The future of managed services

Schow said although the US MSP market was ahead of that of the UK five years ago, the gap has now closed, adding that he feels the future of the MSP market is bright, despite the threat posed by cloud.

"I've been in the business a long time, and there's always a sky-is-falling scenario. In the 1990s it was 'if the hardware market is going to go away, we won't survive'. Then it was 'plug-and-play hardware will make all the work we do obsolete', then 'ASPs are going to make what we do obsolete', and now it's 'cloud is going to make what we do obsolete'.

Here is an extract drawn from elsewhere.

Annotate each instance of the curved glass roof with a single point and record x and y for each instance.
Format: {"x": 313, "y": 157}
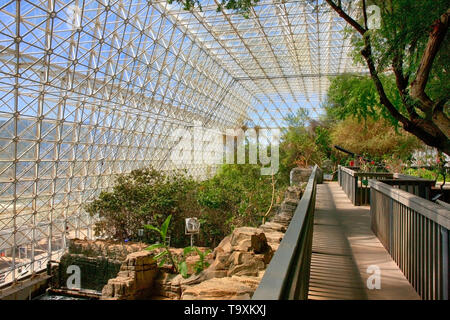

"Cloud is just a different spot for keeping all this technology, and you can't replace the relationships. Every MSP I know of is built on relationships with small-business people, and that to me isn't going anywhere. In fact, when you outsource some of your technology instead of buying the hardware itself, and put it in the cloud, in many ways there's actually more of a need for what the MSPs provide, because the cloud providers don't want to take responsibility for the overall IT landscape in their client's office; they just want to provide some part of it. The importance of what we do is probably greater today than it ever has been."

HTG's floor level for members is eight to 10 employees and $80,000 revenue. Although members have average revenues of $3.5m, there is no ceiling, and it counts California's largest MSP among its ranks. An annual membership costs $5,000.

Schow stressed that HTG is on the hunt for MSPs in the UK, as well as the rest of Europe, despite not currently having any peer-group facilitators who speak foreign languages.

"We are looking to grow beyond the UK - we have a member in Malta and one in Sweden, and while the focus has been on the UK, we are looking to have an impact across all of Europe," he said.

"We can help you grow your business in a way where your life remains functional.

"We can help you get through those initial challenges and build a functional, scalable business, and help you turn not only yourself, but your entire organisation, into a team that can lead you anywhere you want to go."